Physical Examination: Upon examination, Mr. Smith appears well-nourished and in no acute distress. Inspection of the lumbar spine reveals no visible deformities or asymmetry. Palpation of the lower back elicits tenderness over the lumbar paraspinal muscles. There is no evidence of swelling or skin abnormalities. Range of motion of the lumbar spine is limited due to pain, with forward flexion causing increased discomfort. Straight leg raising test is negative.

Muscle strength and tone in the lower extremities are within normal limits, and there are no sensory deficits noted. Deep tendon reflexes (patellar and Achilles) are brisk and symmetrical. There is no evidence of muscle atrophy or fasciculations.

Assessment:

Based on the patient’s history and physical examination, the following assessments are made:

  1. Chronic Mechanical Low Back Pain: Mr. Smith’s presentation of persistent lower back pain, worsened with prolonged sitting, and improved with activity, is consistent with chronic mechanical low back pain. The absence of radicular symptoms, sensory deficits, or motor weakness suggests a non-specific etiology.
  2. Hypertension: Mr.

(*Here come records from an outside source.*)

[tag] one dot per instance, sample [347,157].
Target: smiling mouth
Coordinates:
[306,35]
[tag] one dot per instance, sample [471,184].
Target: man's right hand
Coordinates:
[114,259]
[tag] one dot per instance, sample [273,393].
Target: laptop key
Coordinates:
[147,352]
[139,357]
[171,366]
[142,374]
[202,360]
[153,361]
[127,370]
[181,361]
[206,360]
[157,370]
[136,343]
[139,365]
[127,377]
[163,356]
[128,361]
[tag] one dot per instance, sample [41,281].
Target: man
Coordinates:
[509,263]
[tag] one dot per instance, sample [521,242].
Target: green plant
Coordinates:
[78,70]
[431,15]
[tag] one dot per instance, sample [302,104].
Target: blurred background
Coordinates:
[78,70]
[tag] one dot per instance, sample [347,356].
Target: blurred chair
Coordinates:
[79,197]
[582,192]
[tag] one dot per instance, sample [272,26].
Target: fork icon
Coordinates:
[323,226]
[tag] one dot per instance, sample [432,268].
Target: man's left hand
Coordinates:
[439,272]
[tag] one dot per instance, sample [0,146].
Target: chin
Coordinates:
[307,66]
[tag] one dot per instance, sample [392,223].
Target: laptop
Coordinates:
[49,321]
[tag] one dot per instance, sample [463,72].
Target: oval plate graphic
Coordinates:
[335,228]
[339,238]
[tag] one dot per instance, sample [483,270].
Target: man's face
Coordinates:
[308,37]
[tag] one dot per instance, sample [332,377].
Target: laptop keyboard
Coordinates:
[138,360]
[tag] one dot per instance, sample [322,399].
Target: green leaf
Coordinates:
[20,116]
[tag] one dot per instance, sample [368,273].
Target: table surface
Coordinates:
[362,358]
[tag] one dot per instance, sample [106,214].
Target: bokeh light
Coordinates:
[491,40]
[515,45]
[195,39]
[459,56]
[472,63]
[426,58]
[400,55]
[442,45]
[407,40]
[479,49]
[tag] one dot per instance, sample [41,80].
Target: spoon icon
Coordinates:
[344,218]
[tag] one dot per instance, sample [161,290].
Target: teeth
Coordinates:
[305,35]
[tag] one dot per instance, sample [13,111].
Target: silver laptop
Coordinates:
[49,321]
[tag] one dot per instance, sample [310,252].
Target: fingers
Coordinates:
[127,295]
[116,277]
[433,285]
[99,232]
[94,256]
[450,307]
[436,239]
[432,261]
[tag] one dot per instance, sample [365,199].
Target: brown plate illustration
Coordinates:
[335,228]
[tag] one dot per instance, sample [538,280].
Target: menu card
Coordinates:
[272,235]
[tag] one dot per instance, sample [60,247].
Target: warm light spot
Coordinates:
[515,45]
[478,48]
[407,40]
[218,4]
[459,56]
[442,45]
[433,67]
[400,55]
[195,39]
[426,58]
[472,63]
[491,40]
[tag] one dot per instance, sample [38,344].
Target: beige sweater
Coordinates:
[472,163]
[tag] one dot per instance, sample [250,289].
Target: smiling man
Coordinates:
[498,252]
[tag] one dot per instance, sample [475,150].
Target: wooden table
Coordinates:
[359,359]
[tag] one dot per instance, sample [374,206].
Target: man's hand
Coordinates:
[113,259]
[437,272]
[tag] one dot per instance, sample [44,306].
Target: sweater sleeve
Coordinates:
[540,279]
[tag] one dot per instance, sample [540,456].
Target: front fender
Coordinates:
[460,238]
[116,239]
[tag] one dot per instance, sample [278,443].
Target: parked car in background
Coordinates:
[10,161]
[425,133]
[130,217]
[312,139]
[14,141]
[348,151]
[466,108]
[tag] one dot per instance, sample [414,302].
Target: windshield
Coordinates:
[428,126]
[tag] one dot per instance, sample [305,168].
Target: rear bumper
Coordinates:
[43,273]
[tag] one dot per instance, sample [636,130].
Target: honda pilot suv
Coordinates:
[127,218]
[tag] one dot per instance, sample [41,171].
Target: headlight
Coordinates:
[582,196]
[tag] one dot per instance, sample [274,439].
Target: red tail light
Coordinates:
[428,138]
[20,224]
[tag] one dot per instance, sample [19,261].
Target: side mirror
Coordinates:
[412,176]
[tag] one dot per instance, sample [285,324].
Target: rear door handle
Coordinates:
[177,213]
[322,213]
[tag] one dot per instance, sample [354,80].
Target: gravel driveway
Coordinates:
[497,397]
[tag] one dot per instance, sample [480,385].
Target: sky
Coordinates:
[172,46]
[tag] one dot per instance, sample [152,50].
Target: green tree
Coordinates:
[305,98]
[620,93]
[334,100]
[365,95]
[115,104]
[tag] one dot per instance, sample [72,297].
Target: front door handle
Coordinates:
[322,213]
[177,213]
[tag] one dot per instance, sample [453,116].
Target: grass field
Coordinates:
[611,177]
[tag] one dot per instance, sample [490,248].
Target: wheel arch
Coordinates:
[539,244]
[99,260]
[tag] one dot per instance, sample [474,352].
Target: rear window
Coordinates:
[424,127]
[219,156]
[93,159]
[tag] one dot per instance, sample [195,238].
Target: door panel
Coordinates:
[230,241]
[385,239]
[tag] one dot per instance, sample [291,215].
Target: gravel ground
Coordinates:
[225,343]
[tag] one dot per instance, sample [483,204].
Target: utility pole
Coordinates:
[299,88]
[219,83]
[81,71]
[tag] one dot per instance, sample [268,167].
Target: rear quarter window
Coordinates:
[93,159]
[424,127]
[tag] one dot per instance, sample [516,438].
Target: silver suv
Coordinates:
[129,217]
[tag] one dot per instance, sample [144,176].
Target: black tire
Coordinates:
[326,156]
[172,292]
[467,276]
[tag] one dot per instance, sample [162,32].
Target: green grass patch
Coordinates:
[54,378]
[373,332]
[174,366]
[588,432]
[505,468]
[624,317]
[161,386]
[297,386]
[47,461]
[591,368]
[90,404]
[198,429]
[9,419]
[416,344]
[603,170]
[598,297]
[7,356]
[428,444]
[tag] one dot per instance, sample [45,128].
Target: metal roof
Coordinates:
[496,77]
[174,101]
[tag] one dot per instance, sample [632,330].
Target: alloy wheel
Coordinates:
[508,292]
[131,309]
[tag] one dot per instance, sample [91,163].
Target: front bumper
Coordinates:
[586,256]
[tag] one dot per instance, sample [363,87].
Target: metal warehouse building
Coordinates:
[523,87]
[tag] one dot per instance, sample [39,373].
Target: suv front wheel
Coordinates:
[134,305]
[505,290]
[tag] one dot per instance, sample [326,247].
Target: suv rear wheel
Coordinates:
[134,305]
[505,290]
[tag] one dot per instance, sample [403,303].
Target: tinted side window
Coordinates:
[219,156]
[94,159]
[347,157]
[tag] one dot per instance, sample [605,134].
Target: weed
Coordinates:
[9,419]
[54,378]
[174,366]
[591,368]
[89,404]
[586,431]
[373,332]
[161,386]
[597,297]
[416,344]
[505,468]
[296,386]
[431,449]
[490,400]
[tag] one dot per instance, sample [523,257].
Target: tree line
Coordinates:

Smith has a known history of well-controlled hypertension, currently managed with amlodipine.

Plan:

  1. Pain Management:
    • Initiate conservative treatment for chronic mechanical low back pain.
    • Recommend physical therapy to address muscle imbalances, improve core strength, and educate on proper posture and ergonomics.
  2. Medication:
    • Consider non-prescription pain relief options like acetaminophen or NSAIDs for pain management as needed, ensuring Mr. Smith’s blood pressure remains well-controlled.
  3. Lifestyle Modification:
    • Advise Mr. Smith to avoid prolonged sitting and to take breaks to stand and stretch at work.
    • Encourage the use of lumbar support and ergonomic chair at his desk.
  4. Follow-Up:
    • Schedule a follow-up appointment in two weeks to assess the response to conservative treatment.
    • Discuss the possibility of imaging studies (e.g., X-ray or MRI) if there is no improvement or if there are any red flag symptoms (e.g., unexplained weight loss, neurologic deficits).
  5. Hypertension Management:
    • Continue current medication (amlodipine) for hypertension.
    • Monitor blood pressure regularly to ensure it remains within target range.
    • Review lifestyle modifications for blood pressure control, including dietary changes and stress reduction.

Education:

Mr. Smith was educated on the importance of maintaining good posture, regular exercise, and the potential benefits of physical therapy. He was also instructed to seek immediate medical attention if he experiences any worsening of his symptoms or the development of any concerning neurological symptoms, such as weakness, numbness, or bowel or bladder dysfunction.

Follow-up Instructions:

Mr. Smith is scheduled for a follow-up appointment on 07/29/2023, during which his progress will be assessed, and further management options will be discussed based on his response to conservative treatment.